A total of 712 patients underwent stapes surgery between January 2019 and December 2023. Eight patients (1.12%) were included in the study, with a median age of 52 years (interquartile range 40-54). After the surgery, seven patients presented with vertigo and sensorineural hearing loss (SNHL), and one patient presented with only vertigo with complete areflexia on caloric testing. Computed tomography (CT) of the temporal bone showed a slightly excessive penetration of the prosthesis (>1 mm) into the vestibule in one patient and a periprosthetic granuloma in another patient. CT was normal for six patients. Delayed postcontrast 3D-FLAIR MRI sequences showed blood-labyrinth barrier (BLB) impairment in the cochlea, the vestibule, and the semicircular canals in seven patients. No endolymphatic hydrops were found, but one patient presented with utricular collapse, and the saccule was not visible in three other patients.

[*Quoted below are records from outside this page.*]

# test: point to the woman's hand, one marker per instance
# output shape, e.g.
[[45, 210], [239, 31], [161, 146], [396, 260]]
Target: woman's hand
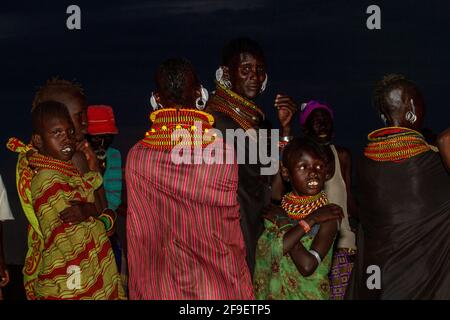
[[286, 109], [78, 212], [326, 213], [89, 153]]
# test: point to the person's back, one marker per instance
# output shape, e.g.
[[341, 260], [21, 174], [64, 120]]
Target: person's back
[[184, 236], [193, 215], [405, 222], [404, 202]]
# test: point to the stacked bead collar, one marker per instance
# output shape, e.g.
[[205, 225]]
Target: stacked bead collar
[[395, 144]]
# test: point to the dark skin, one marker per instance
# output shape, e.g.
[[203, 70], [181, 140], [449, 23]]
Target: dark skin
[[247, 73], [57, 140], [399, 100], [307, 174], [4, 274], [100, 144], [443, 143], [191, 91], [84, 158], [319, 127]]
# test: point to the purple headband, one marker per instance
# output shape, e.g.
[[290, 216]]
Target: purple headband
[[309, 107]]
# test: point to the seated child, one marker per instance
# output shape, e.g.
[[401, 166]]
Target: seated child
[[293, 254], [71, 256]]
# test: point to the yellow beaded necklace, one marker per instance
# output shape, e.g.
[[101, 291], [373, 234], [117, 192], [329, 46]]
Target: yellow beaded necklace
[[299, 207], [395, 144], [166, 121], [244, 112]]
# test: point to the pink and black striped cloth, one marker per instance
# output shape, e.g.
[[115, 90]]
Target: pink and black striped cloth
[[184, 236]]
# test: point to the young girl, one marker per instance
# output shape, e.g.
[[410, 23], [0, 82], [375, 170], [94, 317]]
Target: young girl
[[69, 254], [294, 253]]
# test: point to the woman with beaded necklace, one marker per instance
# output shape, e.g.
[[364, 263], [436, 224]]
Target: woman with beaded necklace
[[293, 255], [183, 232], [404, 204], [240, 79]]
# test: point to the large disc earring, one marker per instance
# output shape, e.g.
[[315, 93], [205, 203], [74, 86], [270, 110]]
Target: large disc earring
[[221, 80]]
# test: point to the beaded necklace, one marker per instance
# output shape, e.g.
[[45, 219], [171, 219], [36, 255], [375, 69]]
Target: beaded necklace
[[299, 207], [395, 144], [39, 161], [166, 121], [244, 112]]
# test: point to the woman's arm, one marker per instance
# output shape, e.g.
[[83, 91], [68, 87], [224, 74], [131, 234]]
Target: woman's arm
[[345, 160], [443, 143], [4, 275]]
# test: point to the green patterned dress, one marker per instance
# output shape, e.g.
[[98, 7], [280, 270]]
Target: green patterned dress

Delayed postcontrast MRI sequences may reveal BLB impairment and help analyzing the endolymphatic compartment in cases of SNHL or vestibular disorders after stapes surgery. Those sequences could help uncovering the causes of such events.
描述并评估3特斯拉(3T)磁共振成像(MRI)上的延迟增强三维液体衰减反转恢复(3D-FLAIR)序列在镫骨手术后出现急性内耳并发症患者中的应用价值。
病例系列。
法国三级转诊中心。
回顾性分析2019年1月至2023年4月期间因镫骨手术后迷路并发症接受延迟增强3D-FLAIR MRI序列检查的患者的临床记录和影像学资料。
2019年1月至2023年12月期间共有712例患者接受了镫骨手术。8例患者(1.12%)纳入研究,中位年龄52岁(四分位间距40 - 54岁)。术后,7例患者出现眩晕和感音神经性听力损失(SNHL),1例患者仅出现眩晕,冷热试验时完全无反射。颞骨计算机断层扫描(CT)显示1例患者假体进入前庭的深度略超过(>1 mm),另1例患者出现假体周围肉芽肿。6例患者CT检查正常。延迟增强3D-FLAIR MRI序列显示7例患者的耳蜗、前庭和半规管存在血迷路屏障(BLB)损伤。未发现内淋巴积水,但1例患者出现椭圆囊塌陷,另外3例患者球囊不可见。
延迟增强MRI序列可能揭示BLB损伤,并有助于分析镫骨手术后SNHL或前庭疾病病例中的内淋巴腔。这些序列有助于揭示此类事件的原因。